Non è mai facile parlare dei Katatonia. Qualunque cosa tu possa dire, sai perfettamente che finirai per scontentare qualcuno. Da un lato ci sono quelli che non hanno mai perdonato al quintetto svedese di aver mutato in corsa il proprio stile, rivendicando la mancanza di una “coerenza”, dall’altro, a fare da contraltare, troviamo tutti coloro che invece vedono nella metamorfosi sonora il fulcro della loro attrazione per la band. In mezzo ci siamo noi, che cerchiamo di restare slegati da schieramenti aprioristici, provando a goderci ogni loro album, senza pregiudizi di sorta.
Sono passati 30 anni tondi dal loro debutto del 1993 “Dance of December Souls”, e i diciottenni di allora, oggi si avviano verso i 50. Non possiamo pensare che siano le stesse persone. 30 anni sono un’eternità sia a livello mentale che musicale. Sempre che sia possibile scindere le due cose. Se, come sosteniamo da sempre, e in ogni ambito, non solo musicale, il cambiamento è non solo inevitabile, ma addirittura doveroso come percorso di crescita, non possiamo di conseguenza non vedere in una realtà come quella rappresentata dai Katatonia, il paradigma perfetto dell’evoluzione. Siamo alle prese con un album realizzato, come detto, da una band che non può più essere vista e pensata come quella di un tempo, dato che influisce in modo determinante nella stesura dei brani. Al netto di tutto questo, “Sky Void of Stars” è un album che fotografa perfettamente l’evoluzione artistica della band del duo composto da Jonas Renkse e Anders Nyström, gli unici due superstiti della formazione originaria.
Assolutamente in linea con le proposte degli ultimi anni, l’album è decisamente accattivante, e si caratterizza per una grande profondità, sia stilistica che di contenuti. Privo di qualsivoglia calo di tensione a livello emotivo, “Sky Void of Stars” ha un taglio che punta meno alla ricerca, orientandosi verso un impatto maggiormente diretto, senza perdere di incisività. Questa loro dodicesima tappa del loro cammino ce li mostra come all’apice della popolarità, padroni di un sound immediatamente riconoscibile, nonostante le differenze anche piuttosto sostanziali tra un album e l’altro. Apice che ci sentiamo di estendere anche a livello sonoro, sia come scelte che come produzione. Da quando Jonas Renkse si è autoelevato al rango di mastermind i Katatonia stanno viaggiando verso una sorta di “alleggerimento” dei brani, in favore di un aumento della fluidità degli stessi. E lo fanno, come in quest ultimo album, senza mostrare minimamente cali di tensione. Possiamo infatti dire, senza paura di smentita, che il disco mostra una sua compattezza di fondo, salda e monolitica, anche se gli undici episodi che lo compongono si distaccano l’uno dall’altro. La grande capacità dei Katatonia sta proprio qui, nell’essere riusciti a realizzare un album che si fortifica nella solidità delle sue differenze.
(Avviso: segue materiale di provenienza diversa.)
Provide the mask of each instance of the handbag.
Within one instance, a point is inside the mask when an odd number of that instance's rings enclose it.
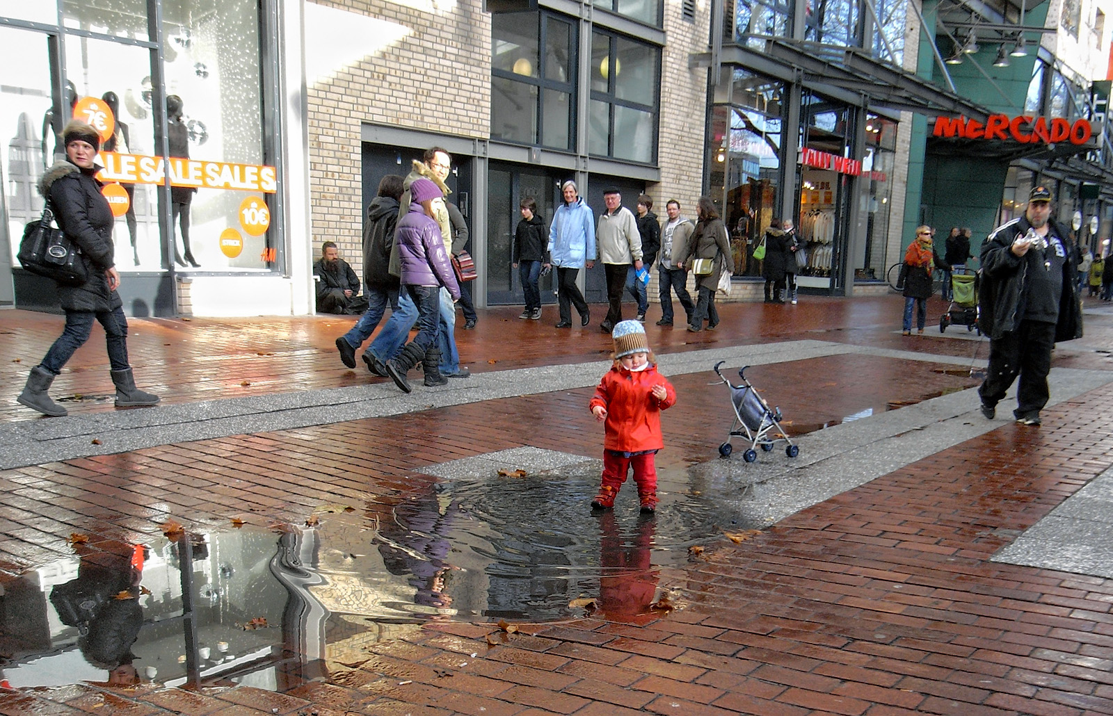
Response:
[[[456,272],[457,281],[475,280],[475,261],[472,260],[472,255],[467,251],[452,255],[452,270]]]
[[[710,276],[715,270],[715,259],[692,259],[692,274]]]
[[[89,280],[81,249],[58,228],[50,202],[42,208],[42,217],[23,228],[16,258],[31,274],[52,279],[59,286],[81,286]]]
[[[730,296],[730,272],[723,271],[719,276],[719,286],[716,287],[715,292],[719,296]]]

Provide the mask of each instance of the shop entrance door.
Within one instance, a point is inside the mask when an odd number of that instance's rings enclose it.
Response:
[[[511,266],[514,230],[522,219],[519,203],[533,197],[549,229],[556,206],[560,179],[534,167],[491,162],[487,170],[487,306],[524,304],[522,281]],[[553,304],[554,272],[541,279],[541,302]]]

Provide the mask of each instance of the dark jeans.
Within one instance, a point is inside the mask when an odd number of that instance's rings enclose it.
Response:
[[[630,270],[627,271],[627,291],[633,297],[633,300],[638,302],[638,315],[643,316],[647,310],[649,310],[649,296],[646,292],[648,287],[638,280],[638,271],[630,266]]]
[[[353,348],[362,346],[363,341],[375,332],[378,321],[383,320],[387,305],[390,305],[391,310],[398,310],[398,289],[381,289],[368,286],[364,290],[367,294],[367,310],[363,312],[352,330],[344,334],[344,340]]]
[[[672,322],[672,291],[674,290],[688,317],[688,322],[691,324],[692,311],[696,310],[696,305],[692,304],[692,297],[684,286],[688,282],[688,271],[683,269],[659,268],[657,276],[659,279],[658,288],[660,289],[661,320],[667,324]]]
[[[1020,375],[1013,415],[1017,418],[1040,415],[1051,397],[1047,374],[1054,347],[1055,324],[1035,320],[1022,320],[1016,330],[991,340],[989,368],[985,382],[977,390],[982,402],[991,407],[997,405]]]
[[[420,347],[424,355],[436,346],[437,321],[441,317],[441,287],[406,286],[406,291],[417,307],[417,335],[410,342]]]
[[[927,299],[913,298],[912,296],[905,297],[904,329],[912,330],[912,308],[914,304],[916,306],[916,328],[924,330],[924,324],[927,321]]]
[[[62,371],[62,366],[73,356],[78,348],[89,340],[93,319],[105,327],[105,338],[108,344],[108,365],[112,370],[127,370],[128,365],[128,319],[124,317],[124,308],[112,311],[66,311],[66,328],[55,345],[47,351],[39,365],[53,375]]]
[[[603,322],[612,327],[622,320],[622,290],[629,269],[629,263],[603,263],[607,274],[607,318]]]
[[[692,312],[691,327],[700,330],[703,328],[705,320],[708,328],[718,326],[719,309],[715,307],[715,290],[700,286],[699,298],[696,300],[696,310]]]
[[[575,277],[579,275],[580,269],[556,269],[556,304],[560,307],[562,324],[572,322],[572,306],[575,306],[575,310],[581,317],[588,315],[588,301],[583,300],[583,294],[575,285]]]
[[[519,261],[518,276],[522,279],[522,292],[525,294],[525,310],[541,309],[541,261]]]

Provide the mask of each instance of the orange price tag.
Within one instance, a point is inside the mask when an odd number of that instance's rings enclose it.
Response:
[[[263,236],[270,227],[270,209],[259,197],[247,197],[239,203],[239,226],[247,236]]]
[[[106,183],[100,193],[108,201],[108,208],[112,210],[114,217],[121,217],[128,212],[131,199],[128,198],[128,192],[124,190],[124,187],[118,183]]]
[[[108,102],[96,97],[82,97],[73,106],[73,119],[79,119],[92,127],[100,135],[100,143],[108,141],[108,138],[116,131],[116,117],[112,116]]]
[[[225,229],[220,232],[220,252],[229,259],[239,256],[244,250],[244,237],[235,229]]]

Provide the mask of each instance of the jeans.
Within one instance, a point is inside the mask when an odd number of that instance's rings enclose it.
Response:
[[[646,311],[649,310],[649,296],[647,296],[646,289],[648,286],[638,280],[638,271],[634,269],[633,265],[630,266],[630,270],[627,271],[627,291],[633,297],[633,300],[638,302],[638,315],[644,316]]]
[[[1005,391],[1021,377],[1016,386],[1017,418],[1040,415],[1051,392],[1051,350],[1055,347],[1055,324],[1022,320],[1020,327],[989,341],[989,367],[985,382],[978,388],[982,402],[996,406]]]
[[[560,307],[560,320],[562,324],[572,322],[572,306],[581,318],[588,315],[588,301],[583,300],[580,287],[575,285],[575,278],[580,275],[580,269],[556,268],[556,305]],[[571,304],[571,306],[570,306]]]
[[[436,286],[406,286],[406,291],[417,308],[417,335],[412,342],[418,346],[424,355],[436,344],[440,332],[436,315],[441,312],[441,289]]]
[[[628,263],[603,263],[603,271],[607,274],[607,318],[605,325],[611,328],[622,320],[622,291],[626,288]]]
[[[688,282],[688,271],[684,269],[659,268],[657,277],[659,298],[661,300],[661,320],[666,324],[672,322],[672,291],[674,290],[688,317],[688,322],[691,324],[692,311],[696,310],[696,305],[692,304],[692,297],[684,286]]]
[[[50,347],[39,365],[53,375],[62,371],[62,366],[73,357],[78,348],[89,340],[92,332],[92,320],[97,319],[105,327],[105,338],[108,344],[108,365],[112,370],[127,370],[128,364],[128,319],[124,317],[124,308],[110,311],[66,311],[66,328]]]
[[[705,320],[707,320],[708,328],[718,326],[719,309],[715,307],[715,290],[700,286],[699,298],[696,300],[696,310],[692,311],[691,327],[696,330],[702,330]]]
[[[344,340],[353,348],[362,346],[363,341],[371,338],[371,335],[375,332],[378,321],[383,319],[383,314],[386,312],[387,304],[395,312],[398,310],[398,289],[381,289],[368,286],[364,290],[367,295],[367,310],[363,312],[363,316],[352,327],[352,330],[344,334]]]
[[[519,261],[518,275],[522,279],[522,292],[525,294],[525,310],[541,309],[541,261]]]
[[[926,298],[913,298],[912,296],[905,297],[905,317],[904,317],[904,329],[912,330],[912,307],[916,306],[916,328],[924,330],[924,324],[927,321],[927,299]]]

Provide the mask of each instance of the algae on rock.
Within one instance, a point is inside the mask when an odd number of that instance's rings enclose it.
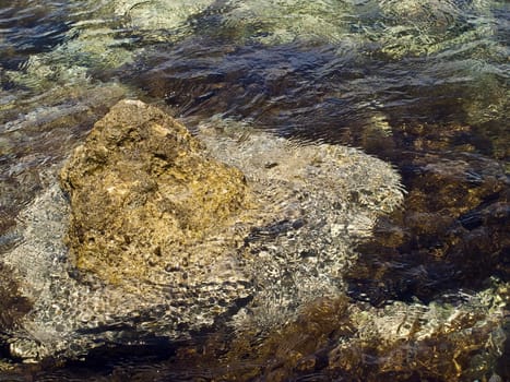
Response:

Malinconico e decadente, ma nell’accezione “contemporanea” del termine, in linea con i suoni attuali, che non dimenticano il passato ma ne prendono le ovvie distanze, l’album è costruito intorno alla luce intensa del buio che illumina l’etere, con la sua sensazione di ineluttabilità. Resa ancor più concreta da una forte componente che guarda al dolore dell’anima, indicato come più che mai necessario. Complesso e corposo, “Sky Void of Stars”, da un punto di vista concettuale, non modifica di molto quelle che sono le tematiche che da sempre caratterizzano gli album dei Katatonia. Cambia l’involucro, l’esteriorità, ma non la sostanza, che resta la stessa. Molto poco immediato, molto poco monotono, e per questo difficile da codificare, per tutti coloro che vogliono “tutto e subito”, l’album ha una sua indiscutibile personalità, e dimostra come, indipendentemente dalle differenze stilistiche, i Katatonia non abbiano mai fatto un album deludente. Oggi sono molto meno intensi e aggressivi di un tempo, ma non hanno minimamente perso la loro inclinazione malinconica, e la loro forza.